Aşıya erişim koşulları ve aşılama takvimi şeffaf biçimde açıklanmalıdır. Aşılamada önceliğin
kimlere verileceği hakkaniyet ve fayda göz önüne alınarak belirlenmelidir. Covid-19 hastalarıyla
doğrudan uğraşan sağlık personelinin ve virüsle bulaşık ortamlarda çalışan temizlik vb.
personelinin ilk olarak aşılanması gerekir. Aşılanma programı yapılırken hastalığa yakalanma, ağır geçirme ve ölüm riskleri bir arada değerlendirilmelidir. Sosyo-ekonomik eşitsizliklerin savunmasız hale getirdiği toplum kesimleri de öncelikli olarak programa alınmalıdır. Öncelikli gruplar dışındaki kişilere ayrıcalıklı uygulamalar yapılması salgının yayılmasına hizmet edecek,
kampanyanın etkinliğini baltalayacak ve toplum vicdanını yaralayacaktır. Bilimsel
değerlendirmelerin politik alana çekilmesi de aşılamaya karşı şüphe oluşturarak aşı karşıtlığını
besleyebilir, çalışmaları başarısızlığa uğratabilir.

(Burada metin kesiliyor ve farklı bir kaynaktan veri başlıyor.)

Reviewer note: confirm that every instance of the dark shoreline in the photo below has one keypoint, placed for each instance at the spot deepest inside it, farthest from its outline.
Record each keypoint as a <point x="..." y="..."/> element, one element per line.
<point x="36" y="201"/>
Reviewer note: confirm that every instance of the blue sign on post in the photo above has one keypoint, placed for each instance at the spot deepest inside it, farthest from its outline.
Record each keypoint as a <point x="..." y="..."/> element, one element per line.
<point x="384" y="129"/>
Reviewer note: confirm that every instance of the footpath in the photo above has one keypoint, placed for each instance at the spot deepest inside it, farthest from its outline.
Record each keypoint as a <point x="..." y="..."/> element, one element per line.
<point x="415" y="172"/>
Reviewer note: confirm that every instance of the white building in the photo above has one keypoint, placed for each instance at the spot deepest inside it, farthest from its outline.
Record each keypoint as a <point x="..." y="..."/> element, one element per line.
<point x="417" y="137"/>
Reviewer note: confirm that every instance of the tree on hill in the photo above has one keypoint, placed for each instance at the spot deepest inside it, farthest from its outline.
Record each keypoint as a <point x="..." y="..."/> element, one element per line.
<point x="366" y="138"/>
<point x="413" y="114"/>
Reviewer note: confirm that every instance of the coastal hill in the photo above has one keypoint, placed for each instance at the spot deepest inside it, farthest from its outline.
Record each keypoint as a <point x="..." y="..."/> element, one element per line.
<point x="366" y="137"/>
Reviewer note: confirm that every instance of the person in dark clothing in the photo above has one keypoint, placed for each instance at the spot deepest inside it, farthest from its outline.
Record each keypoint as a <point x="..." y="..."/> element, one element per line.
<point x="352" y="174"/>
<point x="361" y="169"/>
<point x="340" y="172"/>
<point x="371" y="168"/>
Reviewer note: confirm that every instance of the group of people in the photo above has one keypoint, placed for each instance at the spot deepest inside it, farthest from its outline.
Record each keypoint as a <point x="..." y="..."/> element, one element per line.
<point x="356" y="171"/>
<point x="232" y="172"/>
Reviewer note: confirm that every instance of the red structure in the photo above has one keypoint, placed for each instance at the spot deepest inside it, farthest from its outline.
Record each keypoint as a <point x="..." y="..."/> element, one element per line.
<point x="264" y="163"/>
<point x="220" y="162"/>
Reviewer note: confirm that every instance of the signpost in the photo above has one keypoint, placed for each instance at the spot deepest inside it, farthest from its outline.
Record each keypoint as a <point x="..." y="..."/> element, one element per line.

Türkiye’de yeni aşı geliştirme çalışmaları ve yerli aşıların klinik öncesi deneyleri ile faz
araştırmaları, ülkemizin de üyesi olduğu uluslararası kuruluşların öngördüğü standartlarda, ciddi bilimsel değerlendirmelere dayanarak desteklenmelidir. Yeterli sayıda ithal aşının toplumda yaygın uygulanması zaman alacaktır. Ayrıca aşıların bulaşıcılık ve kalıcı bağışıklık özellikleri henüz bilinmemektedir. Bunların öğrenilmesi de zaman alacak, bağışıklığın sürekli olmadığı anlaşılırsa aşıların tekrarı da gerekecektir. Bu süreç içerisinde yerli aşı geliştirme ve faz 3 denemeler tamamlanabilirse COVID 19 salgınıyla mücadelenin ötesinde Türkiye’de temel bilim ve aşı uygulamaları açısından uzun vadeli bir kazanım elde edilmiş olacaktır.

Aşılar aracılığıyla toplumun büyük bir kısmında COVID 19'a karşı bağışıklık kazanılmasını
sağlamak salgının kontrolünde anahtar rol oynayacaktır. Ancak bu süreç başarıyla tamamlanana kadar aşı olanlar da dahil tüm vatandaşların maske, mesafe ve temizlik önlemlerine devam etmesi; yöneticilerin de uzmanlara danışarak gerekli önlemleri alması hayati öneme sahiptir.